By: Bart Baesens, Seppe vanden Broucke

This QA first appeared in Data Science Briefings, the DataMiningApps newsletter. Also want to submit your question? Just Tweet us @DataMiningApps. Want to remain anonymous? Then send us a direct message and we’ll keep all your details private. Subscribe now for free if you want to be the first to receive our articles and stay up to data on data science news, or follow us @DataMiningApps.
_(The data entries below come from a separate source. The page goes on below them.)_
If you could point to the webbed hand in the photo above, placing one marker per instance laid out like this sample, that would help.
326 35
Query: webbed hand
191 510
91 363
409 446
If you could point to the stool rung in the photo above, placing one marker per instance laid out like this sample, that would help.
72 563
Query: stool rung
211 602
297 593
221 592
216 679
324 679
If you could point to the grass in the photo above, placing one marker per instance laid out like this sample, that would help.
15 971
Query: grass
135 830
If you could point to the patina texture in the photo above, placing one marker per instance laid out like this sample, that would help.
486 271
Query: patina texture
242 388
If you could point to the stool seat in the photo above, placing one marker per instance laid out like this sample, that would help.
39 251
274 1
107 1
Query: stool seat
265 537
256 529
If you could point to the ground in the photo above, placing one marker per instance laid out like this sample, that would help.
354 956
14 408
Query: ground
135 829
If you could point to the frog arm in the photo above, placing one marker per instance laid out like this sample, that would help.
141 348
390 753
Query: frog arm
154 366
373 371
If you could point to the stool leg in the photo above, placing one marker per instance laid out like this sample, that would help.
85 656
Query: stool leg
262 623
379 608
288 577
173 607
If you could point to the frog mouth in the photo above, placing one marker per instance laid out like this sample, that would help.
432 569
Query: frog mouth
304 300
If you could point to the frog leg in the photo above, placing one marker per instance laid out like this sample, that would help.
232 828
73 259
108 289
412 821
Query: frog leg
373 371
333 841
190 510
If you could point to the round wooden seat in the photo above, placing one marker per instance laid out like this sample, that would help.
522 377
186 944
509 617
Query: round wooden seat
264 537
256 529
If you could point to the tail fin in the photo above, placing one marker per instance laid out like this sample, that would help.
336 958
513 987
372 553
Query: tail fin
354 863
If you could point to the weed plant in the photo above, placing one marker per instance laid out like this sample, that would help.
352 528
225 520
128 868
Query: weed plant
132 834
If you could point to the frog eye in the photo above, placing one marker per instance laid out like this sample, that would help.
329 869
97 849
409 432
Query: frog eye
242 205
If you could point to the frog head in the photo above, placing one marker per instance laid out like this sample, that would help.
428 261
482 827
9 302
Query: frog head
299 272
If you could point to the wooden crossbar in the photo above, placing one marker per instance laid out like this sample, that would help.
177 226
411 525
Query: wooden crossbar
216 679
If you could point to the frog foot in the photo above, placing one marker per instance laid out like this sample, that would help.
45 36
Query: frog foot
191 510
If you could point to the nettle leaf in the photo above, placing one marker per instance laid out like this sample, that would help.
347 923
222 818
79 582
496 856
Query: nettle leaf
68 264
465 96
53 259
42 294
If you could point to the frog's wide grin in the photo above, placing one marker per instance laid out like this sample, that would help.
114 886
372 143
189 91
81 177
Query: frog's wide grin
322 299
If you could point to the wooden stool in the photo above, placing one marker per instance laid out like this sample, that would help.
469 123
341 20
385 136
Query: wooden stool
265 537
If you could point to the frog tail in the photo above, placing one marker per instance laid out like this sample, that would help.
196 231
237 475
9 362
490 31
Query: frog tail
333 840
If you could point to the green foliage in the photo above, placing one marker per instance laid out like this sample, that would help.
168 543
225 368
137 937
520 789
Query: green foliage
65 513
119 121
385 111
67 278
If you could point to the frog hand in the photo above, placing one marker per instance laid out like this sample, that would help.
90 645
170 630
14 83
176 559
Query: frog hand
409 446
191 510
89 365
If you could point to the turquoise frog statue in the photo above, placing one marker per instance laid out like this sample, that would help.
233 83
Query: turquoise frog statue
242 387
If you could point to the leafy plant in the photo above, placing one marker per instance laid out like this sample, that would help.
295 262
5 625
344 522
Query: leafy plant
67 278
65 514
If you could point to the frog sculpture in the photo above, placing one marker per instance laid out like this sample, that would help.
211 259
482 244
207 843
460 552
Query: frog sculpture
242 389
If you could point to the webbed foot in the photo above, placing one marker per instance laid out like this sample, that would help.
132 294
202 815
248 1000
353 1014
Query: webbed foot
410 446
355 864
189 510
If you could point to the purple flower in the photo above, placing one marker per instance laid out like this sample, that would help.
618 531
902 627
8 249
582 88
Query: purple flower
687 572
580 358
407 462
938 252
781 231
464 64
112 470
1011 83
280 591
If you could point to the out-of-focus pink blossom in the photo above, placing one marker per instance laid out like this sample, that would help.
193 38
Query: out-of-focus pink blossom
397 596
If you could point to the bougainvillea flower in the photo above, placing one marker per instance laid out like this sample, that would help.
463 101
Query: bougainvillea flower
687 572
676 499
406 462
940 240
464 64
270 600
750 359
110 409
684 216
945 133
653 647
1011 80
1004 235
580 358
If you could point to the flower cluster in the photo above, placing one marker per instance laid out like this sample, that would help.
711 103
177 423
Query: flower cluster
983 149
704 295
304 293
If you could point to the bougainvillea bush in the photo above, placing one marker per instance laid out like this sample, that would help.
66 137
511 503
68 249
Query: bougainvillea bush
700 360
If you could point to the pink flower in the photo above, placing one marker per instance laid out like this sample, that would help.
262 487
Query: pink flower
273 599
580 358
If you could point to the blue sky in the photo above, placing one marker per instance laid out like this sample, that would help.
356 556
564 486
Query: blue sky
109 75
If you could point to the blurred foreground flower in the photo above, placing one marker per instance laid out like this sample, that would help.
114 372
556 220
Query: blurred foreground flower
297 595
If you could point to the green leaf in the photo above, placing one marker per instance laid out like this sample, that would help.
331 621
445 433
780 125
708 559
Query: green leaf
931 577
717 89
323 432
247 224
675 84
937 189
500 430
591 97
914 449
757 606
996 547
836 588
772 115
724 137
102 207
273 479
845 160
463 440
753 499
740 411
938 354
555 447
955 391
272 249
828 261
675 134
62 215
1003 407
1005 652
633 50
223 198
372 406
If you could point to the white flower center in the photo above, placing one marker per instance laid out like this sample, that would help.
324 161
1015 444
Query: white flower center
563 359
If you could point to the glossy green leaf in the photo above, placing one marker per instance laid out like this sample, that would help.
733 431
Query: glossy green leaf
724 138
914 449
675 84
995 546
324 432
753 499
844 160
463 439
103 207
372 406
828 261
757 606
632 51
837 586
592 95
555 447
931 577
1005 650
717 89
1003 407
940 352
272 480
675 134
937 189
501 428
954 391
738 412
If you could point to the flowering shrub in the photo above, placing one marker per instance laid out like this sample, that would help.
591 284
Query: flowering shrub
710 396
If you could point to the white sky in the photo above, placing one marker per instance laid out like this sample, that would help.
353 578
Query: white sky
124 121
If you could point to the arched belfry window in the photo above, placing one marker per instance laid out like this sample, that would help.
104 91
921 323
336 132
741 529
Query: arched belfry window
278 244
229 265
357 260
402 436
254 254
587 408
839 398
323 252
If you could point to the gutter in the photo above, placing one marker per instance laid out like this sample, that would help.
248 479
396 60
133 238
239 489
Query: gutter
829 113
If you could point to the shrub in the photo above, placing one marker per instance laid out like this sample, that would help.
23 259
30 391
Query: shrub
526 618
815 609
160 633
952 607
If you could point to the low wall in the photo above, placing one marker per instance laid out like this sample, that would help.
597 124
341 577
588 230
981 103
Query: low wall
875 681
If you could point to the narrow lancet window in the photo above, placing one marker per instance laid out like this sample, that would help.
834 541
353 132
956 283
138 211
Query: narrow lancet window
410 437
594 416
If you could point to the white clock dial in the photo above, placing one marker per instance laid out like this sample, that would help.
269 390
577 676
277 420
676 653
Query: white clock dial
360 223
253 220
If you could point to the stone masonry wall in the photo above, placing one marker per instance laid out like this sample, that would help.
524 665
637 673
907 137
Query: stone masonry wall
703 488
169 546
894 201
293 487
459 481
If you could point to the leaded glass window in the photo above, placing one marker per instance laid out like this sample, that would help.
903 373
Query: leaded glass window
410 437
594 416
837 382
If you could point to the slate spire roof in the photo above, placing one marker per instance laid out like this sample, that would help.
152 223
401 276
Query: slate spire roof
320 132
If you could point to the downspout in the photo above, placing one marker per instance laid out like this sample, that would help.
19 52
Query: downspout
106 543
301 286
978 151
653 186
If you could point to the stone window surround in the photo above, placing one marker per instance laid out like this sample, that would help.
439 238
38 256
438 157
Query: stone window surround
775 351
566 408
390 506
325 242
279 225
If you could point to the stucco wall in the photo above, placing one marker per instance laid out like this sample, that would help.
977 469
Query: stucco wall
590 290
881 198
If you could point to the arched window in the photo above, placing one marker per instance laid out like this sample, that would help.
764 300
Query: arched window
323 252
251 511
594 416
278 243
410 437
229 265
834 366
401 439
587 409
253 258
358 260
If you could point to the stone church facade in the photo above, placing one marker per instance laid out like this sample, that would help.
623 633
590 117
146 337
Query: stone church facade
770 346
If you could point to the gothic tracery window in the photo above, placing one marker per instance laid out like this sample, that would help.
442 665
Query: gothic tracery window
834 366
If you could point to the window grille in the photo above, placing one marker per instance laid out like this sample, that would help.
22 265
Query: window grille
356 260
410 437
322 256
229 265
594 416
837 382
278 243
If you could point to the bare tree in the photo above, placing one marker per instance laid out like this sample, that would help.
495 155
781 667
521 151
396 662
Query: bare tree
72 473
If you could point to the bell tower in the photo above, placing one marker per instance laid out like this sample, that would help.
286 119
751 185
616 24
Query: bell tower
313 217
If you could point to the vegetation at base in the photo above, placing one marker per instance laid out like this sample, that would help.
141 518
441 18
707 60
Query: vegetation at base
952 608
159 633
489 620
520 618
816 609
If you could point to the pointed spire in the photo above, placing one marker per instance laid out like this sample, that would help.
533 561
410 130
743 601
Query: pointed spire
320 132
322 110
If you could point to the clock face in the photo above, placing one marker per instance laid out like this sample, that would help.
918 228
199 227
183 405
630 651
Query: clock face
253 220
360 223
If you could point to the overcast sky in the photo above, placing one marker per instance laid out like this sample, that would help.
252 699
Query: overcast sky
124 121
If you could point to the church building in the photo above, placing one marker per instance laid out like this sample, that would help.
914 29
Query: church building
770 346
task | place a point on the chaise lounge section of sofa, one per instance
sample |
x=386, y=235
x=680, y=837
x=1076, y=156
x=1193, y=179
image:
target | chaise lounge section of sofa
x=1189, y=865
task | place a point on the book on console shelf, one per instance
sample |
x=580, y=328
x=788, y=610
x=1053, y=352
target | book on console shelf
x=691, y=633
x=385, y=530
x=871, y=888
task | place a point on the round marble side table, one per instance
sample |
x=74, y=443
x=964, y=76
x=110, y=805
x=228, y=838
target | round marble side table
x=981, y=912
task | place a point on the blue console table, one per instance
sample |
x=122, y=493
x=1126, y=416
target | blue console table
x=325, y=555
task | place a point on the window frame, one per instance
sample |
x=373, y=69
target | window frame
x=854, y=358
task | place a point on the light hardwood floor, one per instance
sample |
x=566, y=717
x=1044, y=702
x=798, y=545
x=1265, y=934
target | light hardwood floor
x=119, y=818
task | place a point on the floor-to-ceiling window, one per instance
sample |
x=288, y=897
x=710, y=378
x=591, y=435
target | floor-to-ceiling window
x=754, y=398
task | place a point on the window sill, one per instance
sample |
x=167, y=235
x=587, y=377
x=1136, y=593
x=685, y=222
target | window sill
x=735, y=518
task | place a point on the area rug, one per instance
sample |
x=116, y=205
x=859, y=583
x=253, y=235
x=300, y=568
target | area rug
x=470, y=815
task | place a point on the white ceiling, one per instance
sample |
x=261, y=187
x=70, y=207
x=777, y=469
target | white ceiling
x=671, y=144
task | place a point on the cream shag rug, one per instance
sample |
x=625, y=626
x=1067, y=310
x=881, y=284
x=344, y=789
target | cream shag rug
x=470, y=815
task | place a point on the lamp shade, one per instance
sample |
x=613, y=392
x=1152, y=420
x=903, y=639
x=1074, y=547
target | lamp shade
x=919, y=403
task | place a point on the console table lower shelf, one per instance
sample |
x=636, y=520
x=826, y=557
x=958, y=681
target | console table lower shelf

You asked: What package can we use to calculate weights of evidence and information value in R?

Our answer:

I suggest you use the package Information written by Kim Larsen. Here is a small example of how to use it using the hmeq (=home equity loans) data set which can be downloaded from http://www.creditriskanalytics.net/:

library(Information)
#Information package author is Kim Larsen
hmeq <- read.csv("c:/temp/hmeq.csv")
IV <- create_infotables(data=hmeq, y="BAD")
print(head(IV$Summary))
MultiPlot(IV,"LOAN")

The result is as follows:

Variable                  IV
DEBTINC            1.8771930
DELINQ             0.5653247
VALUE              0.4703797
DEROG              0.3471889
CLAGE              0.2301126
LOAN               0.1630072

You can see that DEBTINC is the most predictive variable in terms of information value.

The weights of evidence (WOE) plot for the LOAN variable looks as follows:

Remember, positive (negative) weights of evidence means less (more) risk.